Mark Harmon has left NCIS. Can the show survive without Jethro? Roger Friedman explains:
Mark Harmon left “NCIS” last night after 18 seasons. You’d think there would have been a lot of fanfare and an uptick in the ratings.
Alas, last night’s episode was down 22% in the key demo, and almost 8% in total viewers. It was the lowest rating of the entire now 19 season run.
The total viewers were 7.3 million down from 7.9 million last week. This spells the end of the show come next spring because at this rate “NCIS” will be down to 6 million viewers by then. It will just be too expensive to produce. And why bother anyway? The heyday is over. Nineteen seasons is a huge accomplishment. Time to give it up.
There have been four episodes so far this season and each one has pulled less viewers than the one before. My grandmother was the show's biggest fan but she's done with it. She would have stuck around for Mark Harmon if he'd stayed with it but she can't stand the new guy (Gary Cole). She also thinks the show's biggest mistake was getting rid of Ziva and she thought they should have packed it in when the character Tony was written off (so that the actor could star in BULL).
It's hard to believe that the show can't pull in a big audience right now but that's reality. It was used to over 10 million an episode once upon a time and even season 18 saw the average number of viewers for that season be 10 million. But it's sinking like crazy.
Maybe it will be cancelled at the end of the year?
Going out with C.I.'s "Iraq snapshot:"
Tuesday, October 12, 2021. The Iraqi elections continue to divide Iraq.

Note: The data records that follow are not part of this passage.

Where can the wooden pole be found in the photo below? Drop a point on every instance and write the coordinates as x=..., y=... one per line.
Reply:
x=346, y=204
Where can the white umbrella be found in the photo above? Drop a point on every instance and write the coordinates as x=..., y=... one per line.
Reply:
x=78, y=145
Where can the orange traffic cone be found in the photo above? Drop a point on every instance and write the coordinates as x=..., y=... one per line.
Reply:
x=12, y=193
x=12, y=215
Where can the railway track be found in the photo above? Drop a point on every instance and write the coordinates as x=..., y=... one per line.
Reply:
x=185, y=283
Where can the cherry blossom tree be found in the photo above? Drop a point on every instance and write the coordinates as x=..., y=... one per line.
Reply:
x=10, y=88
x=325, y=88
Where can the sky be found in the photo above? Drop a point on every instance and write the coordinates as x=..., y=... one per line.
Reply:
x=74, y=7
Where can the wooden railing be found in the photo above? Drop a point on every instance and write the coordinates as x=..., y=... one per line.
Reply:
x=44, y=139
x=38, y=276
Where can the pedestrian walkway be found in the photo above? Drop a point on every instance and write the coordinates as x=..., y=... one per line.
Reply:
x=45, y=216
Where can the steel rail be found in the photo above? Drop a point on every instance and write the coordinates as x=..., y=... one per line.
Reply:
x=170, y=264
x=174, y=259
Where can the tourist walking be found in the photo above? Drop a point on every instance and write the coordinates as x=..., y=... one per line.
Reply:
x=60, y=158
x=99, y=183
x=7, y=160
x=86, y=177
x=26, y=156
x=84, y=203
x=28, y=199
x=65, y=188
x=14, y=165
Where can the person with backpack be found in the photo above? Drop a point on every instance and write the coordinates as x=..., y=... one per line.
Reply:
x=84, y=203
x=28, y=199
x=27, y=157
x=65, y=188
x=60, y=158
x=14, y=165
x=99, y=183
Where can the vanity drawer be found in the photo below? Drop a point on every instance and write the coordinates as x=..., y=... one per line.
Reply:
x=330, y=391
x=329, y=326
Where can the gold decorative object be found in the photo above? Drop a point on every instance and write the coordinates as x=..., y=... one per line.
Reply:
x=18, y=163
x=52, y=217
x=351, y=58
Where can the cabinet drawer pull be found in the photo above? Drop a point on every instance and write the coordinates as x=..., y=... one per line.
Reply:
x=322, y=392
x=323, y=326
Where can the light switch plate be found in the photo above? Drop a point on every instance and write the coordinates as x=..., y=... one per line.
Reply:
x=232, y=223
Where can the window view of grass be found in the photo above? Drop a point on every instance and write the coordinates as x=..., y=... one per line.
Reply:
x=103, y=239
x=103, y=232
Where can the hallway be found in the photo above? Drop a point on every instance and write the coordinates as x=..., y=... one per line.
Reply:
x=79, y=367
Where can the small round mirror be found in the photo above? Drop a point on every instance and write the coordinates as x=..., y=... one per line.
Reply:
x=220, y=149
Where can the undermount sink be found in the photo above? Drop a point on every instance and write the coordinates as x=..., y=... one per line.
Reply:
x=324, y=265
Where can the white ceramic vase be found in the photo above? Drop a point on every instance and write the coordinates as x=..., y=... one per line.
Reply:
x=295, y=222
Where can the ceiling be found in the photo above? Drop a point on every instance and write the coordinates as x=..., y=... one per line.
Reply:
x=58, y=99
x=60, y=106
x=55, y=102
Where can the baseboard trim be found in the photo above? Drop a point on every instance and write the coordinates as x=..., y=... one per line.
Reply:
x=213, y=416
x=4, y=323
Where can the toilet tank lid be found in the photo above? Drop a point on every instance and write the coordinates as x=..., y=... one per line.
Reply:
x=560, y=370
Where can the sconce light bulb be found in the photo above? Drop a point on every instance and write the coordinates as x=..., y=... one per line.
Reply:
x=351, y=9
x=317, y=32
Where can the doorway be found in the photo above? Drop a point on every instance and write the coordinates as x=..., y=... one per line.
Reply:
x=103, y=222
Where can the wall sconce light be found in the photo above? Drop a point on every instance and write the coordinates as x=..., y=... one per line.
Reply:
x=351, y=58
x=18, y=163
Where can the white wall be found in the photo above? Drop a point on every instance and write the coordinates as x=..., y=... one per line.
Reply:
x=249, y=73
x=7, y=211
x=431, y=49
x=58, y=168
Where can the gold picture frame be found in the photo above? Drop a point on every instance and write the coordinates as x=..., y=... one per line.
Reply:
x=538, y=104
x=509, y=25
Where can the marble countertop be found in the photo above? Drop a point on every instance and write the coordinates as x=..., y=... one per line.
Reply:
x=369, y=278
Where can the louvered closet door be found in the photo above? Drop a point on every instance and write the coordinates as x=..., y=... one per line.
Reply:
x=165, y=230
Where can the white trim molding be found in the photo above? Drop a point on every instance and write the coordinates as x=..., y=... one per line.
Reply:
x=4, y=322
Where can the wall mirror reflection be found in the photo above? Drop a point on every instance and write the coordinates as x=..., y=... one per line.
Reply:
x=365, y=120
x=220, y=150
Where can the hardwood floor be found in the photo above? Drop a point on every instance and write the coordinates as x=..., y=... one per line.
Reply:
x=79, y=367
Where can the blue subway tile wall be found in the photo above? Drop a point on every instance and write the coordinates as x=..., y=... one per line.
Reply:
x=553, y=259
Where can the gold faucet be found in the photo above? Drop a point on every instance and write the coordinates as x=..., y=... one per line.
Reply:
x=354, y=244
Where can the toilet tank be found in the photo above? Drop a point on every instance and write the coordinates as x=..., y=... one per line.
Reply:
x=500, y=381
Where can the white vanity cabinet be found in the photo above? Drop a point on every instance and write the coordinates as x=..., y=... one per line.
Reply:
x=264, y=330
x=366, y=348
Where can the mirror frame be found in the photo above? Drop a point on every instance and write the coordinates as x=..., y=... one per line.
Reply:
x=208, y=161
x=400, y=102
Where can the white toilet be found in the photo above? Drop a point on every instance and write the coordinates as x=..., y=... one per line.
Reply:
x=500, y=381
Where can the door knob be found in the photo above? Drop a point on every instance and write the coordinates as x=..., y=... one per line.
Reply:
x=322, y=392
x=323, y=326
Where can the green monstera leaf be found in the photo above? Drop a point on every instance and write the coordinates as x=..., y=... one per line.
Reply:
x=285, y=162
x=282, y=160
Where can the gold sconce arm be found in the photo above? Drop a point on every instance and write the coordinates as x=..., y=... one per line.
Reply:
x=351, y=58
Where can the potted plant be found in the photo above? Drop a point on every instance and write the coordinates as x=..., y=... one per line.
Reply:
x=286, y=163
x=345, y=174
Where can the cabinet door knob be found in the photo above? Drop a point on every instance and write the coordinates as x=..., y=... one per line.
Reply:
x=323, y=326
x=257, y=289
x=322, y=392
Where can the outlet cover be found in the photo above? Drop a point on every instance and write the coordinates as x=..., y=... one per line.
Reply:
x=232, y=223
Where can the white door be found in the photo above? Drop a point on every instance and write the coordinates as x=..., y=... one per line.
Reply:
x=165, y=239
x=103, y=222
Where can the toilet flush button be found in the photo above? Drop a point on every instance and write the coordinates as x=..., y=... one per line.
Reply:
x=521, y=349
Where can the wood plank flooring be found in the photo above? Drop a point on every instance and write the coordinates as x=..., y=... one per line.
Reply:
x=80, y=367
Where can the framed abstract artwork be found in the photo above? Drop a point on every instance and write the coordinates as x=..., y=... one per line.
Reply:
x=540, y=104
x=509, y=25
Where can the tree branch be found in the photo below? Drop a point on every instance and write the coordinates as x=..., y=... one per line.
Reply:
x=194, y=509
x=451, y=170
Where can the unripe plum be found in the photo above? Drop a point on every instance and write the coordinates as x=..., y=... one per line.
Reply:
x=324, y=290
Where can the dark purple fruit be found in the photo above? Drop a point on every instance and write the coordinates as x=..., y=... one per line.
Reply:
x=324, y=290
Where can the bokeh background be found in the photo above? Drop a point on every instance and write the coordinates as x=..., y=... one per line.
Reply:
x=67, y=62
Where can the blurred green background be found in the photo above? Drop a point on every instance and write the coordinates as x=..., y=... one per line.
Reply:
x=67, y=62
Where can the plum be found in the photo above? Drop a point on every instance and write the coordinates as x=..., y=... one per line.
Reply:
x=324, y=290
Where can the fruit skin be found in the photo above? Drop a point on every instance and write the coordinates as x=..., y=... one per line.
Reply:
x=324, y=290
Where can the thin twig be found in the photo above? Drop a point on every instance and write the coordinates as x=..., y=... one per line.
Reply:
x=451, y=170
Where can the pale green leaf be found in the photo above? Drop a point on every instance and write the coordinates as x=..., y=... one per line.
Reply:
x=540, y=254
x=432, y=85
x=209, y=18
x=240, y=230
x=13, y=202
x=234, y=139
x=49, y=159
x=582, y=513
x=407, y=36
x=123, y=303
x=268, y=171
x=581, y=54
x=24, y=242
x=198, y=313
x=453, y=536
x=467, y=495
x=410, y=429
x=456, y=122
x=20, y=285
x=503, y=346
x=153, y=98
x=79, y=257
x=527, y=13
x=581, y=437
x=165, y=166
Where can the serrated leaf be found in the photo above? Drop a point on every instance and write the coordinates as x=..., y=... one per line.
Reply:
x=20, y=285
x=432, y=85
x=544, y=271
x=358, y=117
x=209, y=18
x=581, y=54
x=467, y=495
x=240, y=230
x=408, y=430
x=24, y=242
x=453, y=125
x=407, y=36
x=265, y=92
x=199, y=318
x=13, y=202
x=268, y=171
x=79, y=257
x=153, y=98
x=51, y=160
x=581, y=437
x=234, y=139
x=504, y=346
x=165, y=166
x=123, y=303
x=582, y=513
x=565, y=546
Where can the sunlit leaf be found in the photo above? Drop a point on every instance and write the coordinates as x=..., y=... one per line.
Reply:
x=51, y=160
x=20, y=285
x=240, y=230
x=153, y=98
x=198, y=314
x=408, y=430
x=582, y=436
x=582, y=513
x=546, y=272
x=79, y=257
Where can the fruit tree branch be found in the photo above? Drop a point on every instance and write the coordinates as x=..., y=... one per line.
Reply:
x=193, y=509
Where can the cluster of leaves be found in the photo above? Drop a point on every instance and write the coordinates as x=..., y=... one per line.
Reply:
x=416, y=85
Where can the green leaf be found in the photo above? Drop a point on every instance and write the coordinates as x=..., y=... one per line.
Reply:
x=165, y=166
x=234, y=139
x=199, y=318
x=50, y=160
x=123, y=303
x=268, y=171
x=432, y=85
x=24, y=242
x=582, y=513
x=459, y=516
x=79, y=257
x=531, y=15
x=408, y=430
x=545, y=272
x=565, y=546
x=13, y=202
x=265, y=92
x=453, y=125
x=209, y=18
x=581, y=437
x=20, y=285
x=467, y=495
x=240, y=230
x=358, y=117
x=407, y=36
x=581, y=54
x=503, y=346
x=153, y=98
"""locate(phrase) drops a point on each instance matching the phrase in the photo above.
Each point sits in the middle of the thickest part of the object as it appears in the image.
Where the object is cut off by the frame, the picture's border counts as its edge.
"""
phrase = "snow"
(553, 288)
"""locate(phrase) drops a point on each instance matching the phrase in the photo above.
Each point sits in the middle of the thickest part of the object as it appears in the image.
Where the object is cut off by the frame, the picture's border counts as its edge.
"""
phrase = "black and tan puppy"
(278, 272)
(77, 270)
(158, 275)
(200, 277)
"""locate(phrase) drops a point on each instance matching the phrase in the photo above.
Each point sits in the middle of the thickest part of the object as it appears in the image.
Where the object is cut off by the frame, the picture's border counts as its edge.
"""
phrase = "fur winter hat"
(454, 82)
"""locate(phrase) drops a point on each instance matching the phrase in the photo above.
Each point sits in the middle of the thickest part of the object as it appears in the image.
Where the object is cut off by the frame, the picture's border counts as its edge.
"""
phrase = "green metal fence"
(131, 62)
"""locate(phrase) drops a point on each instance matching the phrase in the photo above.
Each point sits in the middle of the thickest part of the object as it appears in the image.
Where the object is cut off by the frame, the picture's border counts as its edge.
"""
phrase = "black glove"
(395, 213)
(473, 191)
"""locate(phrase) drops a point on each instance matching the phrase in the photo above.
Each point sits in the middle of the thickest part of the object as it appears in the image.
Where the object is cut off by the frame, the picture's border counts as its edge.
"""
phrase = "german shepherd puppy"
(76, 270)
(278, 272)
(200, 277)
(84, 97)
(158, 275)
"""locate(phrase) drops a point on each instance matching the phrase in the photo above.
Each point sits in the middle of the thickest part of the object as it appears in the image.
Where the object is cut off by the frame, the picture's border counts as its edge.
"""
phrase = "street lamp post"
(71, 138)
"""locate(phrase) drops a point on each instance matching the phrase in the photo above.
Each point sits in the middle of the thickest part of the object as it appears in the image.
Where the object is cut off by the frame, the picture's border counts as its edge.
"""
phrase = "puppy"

Sunday, Iraq held elections. Turnout was incredibly low. Ahmed Habib makes an interesting observation on Twitter:
Shia Muslim cleric Moqtada al-Sadr's party was the biggest winner in an Iraqi election on Monday, increasing the number of seats he holds in parliament, according to initial results, officials and a spokesperson for the Sadrist Movement.
Don't you love the garbage that passes for journalism?
The election was an embarrassment. It was a failure in every way. So the press tries to distract. The low turnout was hard to ignore. So instead we got a 'major' arrest that was nothing -- even if the claims were true -- that tried to crowd out the news of the low turnout -- news that was still in the news cycle. Now along comes REUTERS to tell us the possible results. Still need to be checked. They transcribe what they were told beautifully but I thought REUTERS was a news service, right? Not a transcription service.
For over two weeks, we have noted that Dilan Sirwan (RUDAW) has reported: "Iraq’s electoral commission aims to announce the results of the upcoming parliamentary elections on October 10 within 24 hours, they announced on Thursday following a voting simulation."
The elections were Sunday and today is . . . Tuesday. And they didn't announce a winner, they announced "initial results" late Monday.
The election was a failure in every way. And with record low turnout, they still weren't able to announce results "within 24 hours."
A failure and REUTERS can't even tell you that because they're too busy checking their stenography to actually report.
Predictions of a low turnout were accurate. Predictions that nothing would change due to the election were accurate.
If 'initial' results hold (they don't increase and they do not lower), Moqtada al-Sadr's bloc has 73 seats in the new Parliament. That's an increase of 19 seats from the previous Parliament. (Moqtada himself does not have a seat in the Parliament, he did not run for office.) That's if the results hold. EL PAIS notes that the results are already being disputed:
Kataeb
Hezbollah, one of the main pro-Iranian militias, has rejected the
election results. In a statement, its leader, Abu Ali al Askari, urges
the Popular Mobilization Forces (FMP, the umbrella that groups all the
militias) to be ready to defend their “sacred entity”. He also asks the
political parties to solve “the stolen votes.” His words would be a
tantrum if they did not come from a powerful armed group with a long
history of intimidation and attacks, which the United States and other
countries consider a terrorist organization.
The leader of Iraq's Fatah (Conquest) Alliance political coalition has dismissed the preliminary results of the of the country’s recent parliamentary elections, describing them as “fabricated.”
“We will not accept these fabricated results, whatever the cost,” the Arabic-language al-Sumaria television network quoted Hadi al-Amiri, the secretary general of the Badr Organization, a political party close to Hashd al-Sha’abi, as saying on Tuesday.
He added, “We will defend the votes cast for our candidates and voters with full force.”
Separately, the Coordinating Committee of Shia Parties in Iraq rejected the results of the national elections, and raised strong objection over what it described as the High Electoral Commission’s failure to honor its obligations.
The committee is comprised of Fatah Alliance, the State of Law Alliance, Asa'ib Ahl al-Haq political party, Kata'ib Hezbollah as well as other Shia factions.
Former prime minister and forever thug Nouri al-Maliki has a history of disputing election results.